Eiara Blog

The last 5 posts to the Eiara Blog

Deployment Roles

Fri 13 October 2017

One of the core aspects of modern DevOps process is the CI/CD pipeline, where newly built deployment artefacts can be easily pushed into our various environments, automating the tedium of deployment and going live.

In terms of convenience, this is great. Complicated deployment procedures are turned into turn-key automation, enabling us to get new software into testing or production, and getting feedback on our work has never been easier.

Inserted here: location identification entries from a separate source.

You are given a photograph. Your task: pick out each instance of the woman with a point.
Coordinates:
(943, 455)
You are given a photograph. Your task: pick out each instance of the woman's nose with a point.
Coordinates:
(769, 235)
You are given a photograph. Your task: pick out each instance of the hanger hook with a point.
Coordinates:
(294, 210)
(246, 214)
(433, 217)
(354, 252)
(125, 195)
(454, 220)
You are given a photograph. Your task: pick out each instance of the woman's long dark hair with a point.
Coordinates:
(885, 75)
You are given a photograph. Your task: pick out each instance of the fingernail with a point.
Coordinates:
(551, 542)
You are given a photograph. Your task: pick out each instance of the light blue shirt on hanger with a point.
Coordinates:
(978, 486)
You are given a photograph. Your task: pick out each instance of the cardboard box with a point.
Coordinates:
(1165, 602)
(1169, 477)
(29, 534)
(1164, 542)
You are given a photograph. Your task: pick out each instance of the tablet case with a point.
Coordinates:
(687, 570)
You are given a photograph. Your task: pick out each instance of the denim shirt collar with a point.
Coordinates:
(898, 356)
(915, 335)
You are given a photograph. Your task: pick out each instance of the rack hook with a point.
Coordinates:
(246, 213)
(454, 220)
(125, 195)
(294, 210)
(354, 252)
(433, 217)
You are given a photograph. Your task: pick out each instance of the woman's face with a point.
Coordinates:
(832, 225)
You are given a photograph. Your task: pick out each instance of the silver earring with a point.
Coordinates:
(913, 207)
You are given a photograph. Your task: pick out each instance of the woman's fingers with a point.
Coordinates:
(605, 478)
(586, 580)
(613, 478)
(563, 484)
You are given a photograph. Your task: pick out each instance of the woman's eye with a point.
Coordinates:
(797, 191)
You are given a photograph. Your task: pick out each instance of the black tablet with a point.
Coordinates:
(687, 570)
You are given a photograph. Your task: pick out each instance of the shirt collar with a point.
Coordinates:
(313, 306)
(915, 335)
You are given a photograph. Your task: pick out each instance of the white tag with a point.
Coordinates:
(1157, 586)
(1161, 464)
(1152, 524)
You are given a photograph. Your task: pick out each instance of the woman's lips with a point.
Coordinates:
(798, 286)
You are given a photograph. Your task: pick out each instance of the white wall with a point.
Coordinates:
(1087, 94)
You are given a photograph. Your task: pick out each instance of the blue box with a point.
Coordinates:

However, when we’re building these systems, security is often a secondary thought, or not considered at all, and it’s all too easy to use highly-privileged credentials to set up these deployment roles.

We recently built out a deployment system for AWS Lambda, using Terraform, and it takes a lot of thought to consider what, exactly, our deployment role should be able to do, but also what we’re trading when we limit things like that.

The Need

AWS Lambda is easy to deploy and easy to work with, and there’s a myriad of opinions on how to deploy code to it.

We wanted to be able to use our standard TravisCI-based build process for pushing new versions of a codebase to AWS Lambda, by using the industry-standard tool Terraform to manage the deployment process.

As Terraform requires AWS API access, the fastest way to achieving this goal is just to make standard AWS access keys and insert them into the TravisCI UI. While this is largely safe, in that TravisCI is well-defended and manages their own breach detection, including highly-privileged access keys here is still a risk if someone breaches your source code repository or one of your developers’ workstations.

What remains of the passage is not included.